You can tell that a lot of the author's life and personality lurk in these poem's words, which is a good thing. Her writing is highly poetic, but not in the stereotypical way. Each poem isn't ridden with a bunch of cheesy similes, nay, rather you will find well crafted and well spoken poems.
I must add that the photo on the cover is quite beautiful and really suites the contents.
It appears that as of now I am the first person to rate this anything less than a 5. I hate to break the streak but for me it just falls short of a 5.
The gorgeous cover of REPEAT THE FLESH IN NUMBERS sends an accurate signal about the centrality of the body in these pages. Bigalk's poems are frank and unsentimental, with vivid imagery to convey felt experience, as in "Insomnia":
Tiny bones, those splinters that form wrist, thread together foot, little pins that hold flesh like fabric and batting, a quilted body. These calcium shards betray and sting, they ache with age, say my name while I sleep, until I wake, say hush, hush.

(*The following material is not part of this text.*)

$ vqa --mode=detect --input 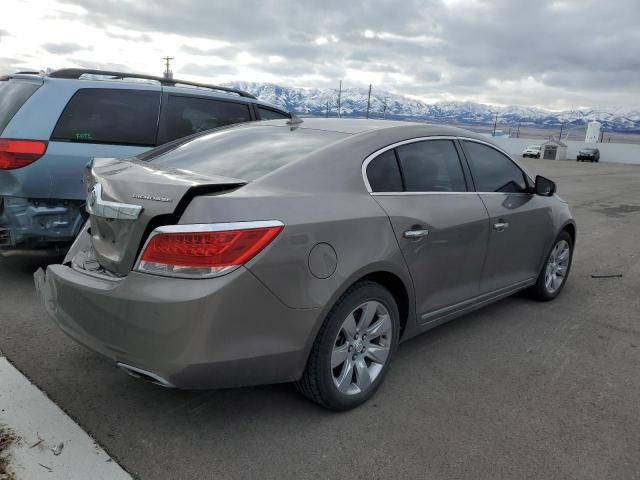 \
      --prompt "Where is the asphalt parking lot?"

Elsewhere, her voice is immediate, knowing and sassy, her vision clear-eyed but never cynical, even when skewering various mythologies about women in poems like "Apocryphon of Eve" or "Mother America."

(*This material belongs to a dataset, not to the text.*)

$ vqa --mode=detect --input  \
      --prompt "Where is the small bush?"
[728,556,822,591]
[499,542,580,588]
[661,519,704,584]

Motherhood is a central theme here, considered from many angles, moods and phases of exhaustion and elation. The brief and moving narrative of near-death and its aftermath in "Aren, Two Years Old, Playing at Orchard Park" is not to be missed.

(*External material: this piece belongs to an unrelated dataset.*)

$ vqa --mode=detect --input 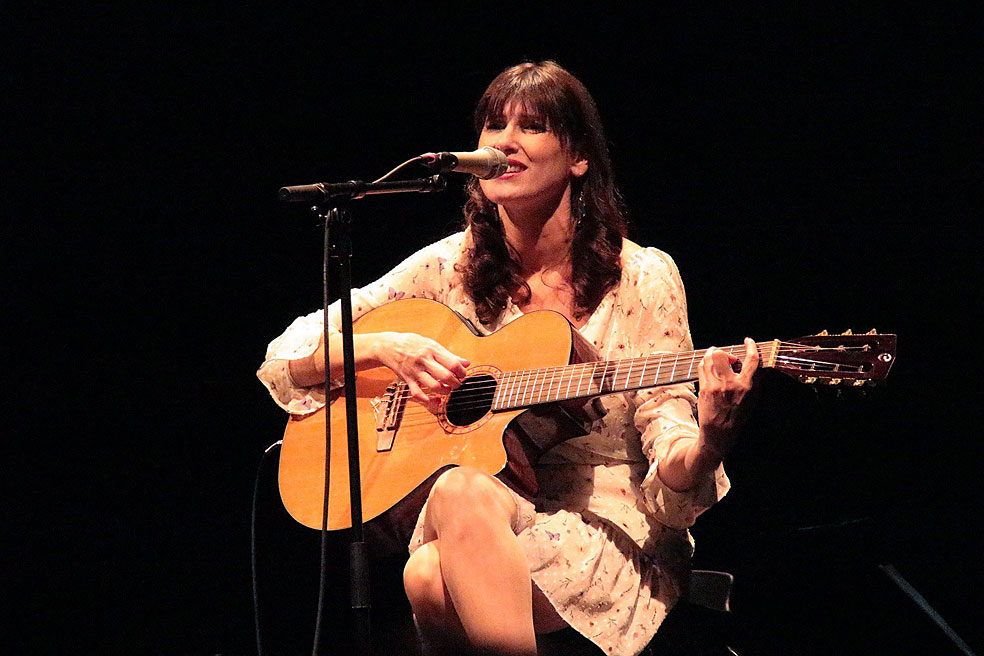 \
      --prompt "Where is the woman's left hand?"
[697,337,759,462]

Bigalk's debut book of poetry listens deeply to the stillness of domestic life and finds beauty, humor, and sadness in turn. This book is brilliantly able to change its mood: first a funny revenge poem about planting hot peppers to rid a garden-raiding squirrel of his temptation, then a serious poem about a friend's drowning of another pest squirrel. The poems in this book listen to the heartbeats of children as well as the laughter of the trees in the backyard; they balance the persona's internal thoughts with the external demands of a busy woman's life.
Bigalk's work is fresh in its honesty and lack of pretension. Her language is clear and pure. The sensitivity of the poet lurks behind every poem, every artistically described moment. This book could only have been written by someone with a keen mind, an open heart, and a wicked sense of humor.
This is a collection of poetry that is skillfully written with clarity and depth. I usually read poetry books one poem per night, but I devoured these poems in two straight nights. Bigalk's poems resonate with a feminist point that deftly negotiates culture and class with a view that is insightful and instructive to both female and male genders. I feel I'm a better man for having read these poems. Repeat the Flesh in Numbers is prerequisite reading for persons striving to become more empathetic human beings. The word choice and arrangement sing gorgeously. Bigalk, behind many revealing personas, is a clever, clever poet.
This collection of poems was written by a former Professor and a woman that I still hold in high regard. I have never been a big poetry reader myself but after taking a class with her I find I can appreciate poetry at last and it is this knowledge that as helped me see the beauty in her poems.
We are born shivering wishing back the damp warm dream the pounding of a heart deep rumbling ruminations ~Incarnation
I loved the above poem the most. I like the way it flows.